Last week, I finally got around to eating at a revered place in San Francisco I’ve been dying to try.

It’s owned and operated by a most esteemed chef. It garnered a glowing, three-star review in San Francisco Magazine. Oh, and it’s tinier than many people’s walk-in closets.

It is, of course, The Sentinel, the doll-sized, corner sandwich shop South of Market opened a year ago by Dennis Leary, a most talented chef who makes no bones for marching to his own beat.

Long before it became uber hip for high-end chefs to chuck it all to careen around town in blinged -out, gourmet taco trucks, Leary left behind the highly regarded Rubicon restaurant, where he was its highly regarded executive chef, to open a glorified diner named Canteen.
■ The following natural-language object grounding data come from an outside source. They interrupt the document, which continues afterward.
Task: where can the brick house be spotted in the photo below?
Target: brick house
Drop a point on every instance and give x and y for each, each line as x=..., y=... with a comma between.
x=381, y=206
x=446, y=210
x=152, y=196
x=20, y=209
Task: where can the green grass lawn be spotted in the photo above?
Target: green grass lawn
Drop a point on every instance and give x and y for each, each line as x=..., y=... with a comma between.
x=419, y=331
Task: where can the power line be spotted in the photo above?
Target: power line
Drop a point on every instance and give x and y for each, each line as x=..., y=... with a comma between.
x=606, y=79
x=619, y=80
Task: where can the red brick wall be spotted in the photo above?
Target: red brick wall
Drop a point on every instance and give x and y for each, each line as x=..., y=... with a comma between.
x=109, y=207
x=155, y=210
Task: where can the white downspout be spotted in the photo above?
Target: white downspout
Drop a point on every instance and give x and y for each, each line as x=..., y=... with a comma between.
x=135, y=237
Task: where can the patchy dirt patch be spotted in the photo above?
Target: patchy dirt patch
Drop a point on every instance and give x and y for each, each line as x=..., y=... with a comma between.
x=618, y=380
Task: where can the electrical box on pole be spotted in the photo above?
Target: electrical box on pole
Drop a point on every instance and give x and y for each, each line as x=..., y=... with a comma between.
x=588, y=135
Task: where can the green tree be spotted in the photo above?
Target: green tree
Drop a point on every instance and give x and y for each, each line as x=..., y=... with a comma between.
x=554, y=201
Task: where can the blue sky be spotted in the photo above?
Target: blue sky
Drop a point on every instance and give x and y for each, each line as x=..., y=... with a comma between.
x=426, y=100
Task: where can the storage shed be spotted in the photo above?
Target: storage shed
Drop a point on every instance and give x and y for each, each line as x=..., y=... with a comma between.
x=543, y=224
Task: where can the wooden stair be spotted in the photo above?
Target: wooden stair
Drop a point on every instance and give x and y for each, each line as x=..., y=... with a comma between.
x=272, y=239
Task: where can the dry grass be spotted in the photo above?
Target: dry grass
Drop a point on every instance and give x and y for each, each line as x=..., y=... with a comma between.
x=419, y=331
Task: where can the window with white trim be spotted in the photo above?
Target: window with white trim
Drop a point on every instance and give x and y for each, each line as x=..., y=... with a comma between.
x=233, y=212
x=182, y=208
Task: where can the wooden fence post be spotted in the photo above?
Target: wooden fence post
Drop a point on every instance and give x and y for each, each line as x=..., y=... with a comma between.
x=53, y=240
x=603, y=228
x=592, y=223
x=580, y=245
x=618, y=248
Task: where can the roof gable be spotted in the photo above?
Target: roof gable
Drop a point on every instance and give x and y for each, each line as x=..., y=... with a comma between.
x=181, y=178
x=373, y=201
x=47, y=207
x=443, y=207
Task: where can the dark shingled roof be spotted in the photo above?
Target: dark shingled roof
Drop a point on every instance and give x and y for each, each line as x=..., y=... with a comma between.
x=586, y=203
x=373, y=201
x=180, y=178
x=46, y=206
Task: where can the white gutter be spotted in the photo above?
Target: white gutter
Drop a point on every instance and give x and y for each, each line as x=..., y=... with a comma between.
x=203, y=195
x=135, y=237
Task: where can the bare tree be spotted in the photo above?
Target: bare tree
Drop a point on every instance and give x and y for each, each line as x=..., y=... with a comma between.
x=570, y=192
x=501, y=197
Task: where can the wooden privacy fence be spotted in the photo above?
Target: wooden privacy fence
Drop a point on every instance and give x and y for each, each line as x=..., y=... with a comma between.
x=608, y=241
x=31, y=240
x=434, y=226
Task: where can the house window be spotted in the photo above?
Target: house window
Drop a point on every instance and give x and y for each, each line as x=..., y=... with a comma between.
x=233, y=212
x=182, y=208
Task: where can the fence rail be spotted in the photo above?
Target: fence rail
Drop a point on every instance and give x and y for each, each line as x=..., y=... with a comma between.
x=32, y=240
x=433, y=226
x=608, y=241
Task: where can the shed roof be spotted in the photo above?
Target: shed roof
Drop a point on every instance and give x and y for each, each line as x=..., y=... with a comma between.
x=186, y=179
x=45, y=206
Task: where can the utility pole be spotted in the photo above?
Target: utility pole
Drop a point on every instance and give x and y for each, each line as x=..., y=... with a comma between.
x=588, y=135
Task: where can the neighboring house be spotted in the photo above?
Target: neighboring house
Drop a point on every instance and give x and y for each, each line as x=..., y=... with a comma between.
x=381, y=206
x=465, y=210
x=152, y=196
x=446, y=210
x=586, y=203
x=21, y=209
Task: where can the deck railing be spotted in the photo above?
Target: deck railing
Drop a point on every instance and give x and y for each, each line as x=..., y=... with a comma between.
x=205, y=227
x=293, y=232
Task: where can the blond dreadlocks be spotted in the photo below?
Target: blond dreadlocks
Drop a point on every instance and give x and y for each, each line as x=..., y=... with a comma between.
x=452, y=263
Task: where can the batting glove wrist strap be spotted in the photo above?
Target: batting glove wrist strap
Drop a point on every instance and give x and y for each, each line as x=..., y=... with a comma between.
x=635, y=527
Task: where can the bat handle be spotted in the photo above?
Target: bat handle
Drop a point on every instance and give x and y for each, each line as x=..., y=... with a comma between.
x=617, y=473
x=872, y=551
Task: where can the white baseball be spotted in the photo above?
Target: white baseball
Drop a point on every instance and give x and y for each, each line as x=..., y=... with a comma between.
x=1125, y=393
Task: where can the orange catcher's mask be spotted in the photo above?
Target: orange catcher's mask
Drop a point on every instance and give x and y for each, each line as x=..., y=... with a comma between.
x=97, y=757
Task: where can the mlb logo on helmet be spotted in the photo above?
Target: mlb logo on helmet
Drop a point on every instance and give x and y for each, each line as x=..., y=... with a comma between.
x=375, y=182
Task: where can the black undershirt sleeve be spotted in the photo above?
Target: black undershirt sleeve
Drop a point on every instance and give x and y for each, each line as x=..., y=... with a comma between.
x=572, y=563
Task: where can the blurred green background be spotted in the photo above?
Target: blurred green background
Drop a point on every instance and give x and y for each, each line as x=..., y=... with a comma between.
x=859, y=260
Ah, but the 20-seat Canteen is no dive. It’s a cozy, lively joint decorated with shelves of classic books, a nod to Leary’s Phi Beta Kappa degree in English literature from Wheaton College. With room for only two or three other helpers behind the counter while he cooks, Leary miraculously turns out prix-fixe and a la carte dinners that are nothing short of magical. His Parker House rolls are reason alone to go. As is the warm vanilla souffle that never leaves the menu.

Before heading to Canteen to cook each night, he mans The Sentinel at breakfast and lunch each weekday. I’m sure I’m not the only one wondering if the guy ever sleeps.

I did try snapping a few photos of Leary, who was behind the counter at The Sentinel the afternoon I visited. But the red-headed chef is a whirlwind as he assembles sandwich orders lickety-split, making for some god awful blurry images I didn’t want to inflict on you.

The small menu at The Sentinel changes daily. Usually, there are a couple of cold sandwiches, a couple of hot ones, a soup, and one “Daily Special” that comes complete with a side and dessert.

There are two doorways leading into this bustling, take-out cafe that has no seats and really no room at all to linger.

You get in line at the entrance on Stevenson Street. And yes, at lunch-time, there’s usually quite a line. A piece of paper printed with that day’s menu is near the entrance for your perusal.

Just as you’ve barely set a big toe inside the entrance, a young woman will peek her head out to take your order. Before you’ve even finished saying, “I’ll have the pork sandwich, a watermelonade, and an oatmeal cookie,” she’s already handed you the cookie in a paper bag. The second you get to the cashier, a mere step and a half farther into the cafe, you’re handed your beverage, and asked your name, which will be called when your order is ready.

The distance from that Stevenson Street entrance to the New Montgomery St. doorway exit is barely six steps. This former smoke-shop space is so small that you’re in, then out, before it practically registers in your brain.

Yet in this bite-size place, Leary and one other cook manage to craft simple sandwiches and salads with real panache. The ingredients are top-notch. It’s a sandwich that hasn’t been slapped together, but has had real thought put into it — from the carefully wrapped pickle spear that goes into each brown paper bag to the Andes chocolate mint that gets tucked inside, too.

Grab your order, then enjoy your food al fresco on a nearby bench or in one of the surreptious atriums set up with chairs and tables hiding in some of the surrounding office buildings.

My pork loin with dried plums, frisee and Havarti cheese ($8) came warm and gooey on a soft, torpedo-shaped roll. It was messy — but in a good way, with the melty cheese blanketing the thin slices of pork almost like a Philly cheesesteak. The chopped dried plums added a wonderful sweet note.

My friend’s albacore tuna salad sandwich ($8.50) with thin slivers of fennel, all mixed with chipotle mayo made for what we both declared one of the best tuna sandwiches we’d ever sunk our teeth into.

The watermelonade ($3) was refreshing and thankfully not overloaded with sugary sweetness. The oatmeal cookie ($2.50) was beyond enormous. Although it may have been a bit under-baked in the center, it proved a buttery, satisfying ending.

I can’t wait to return to this miniscule spot that’s the wondrous epitome of true In ‘N’ Out.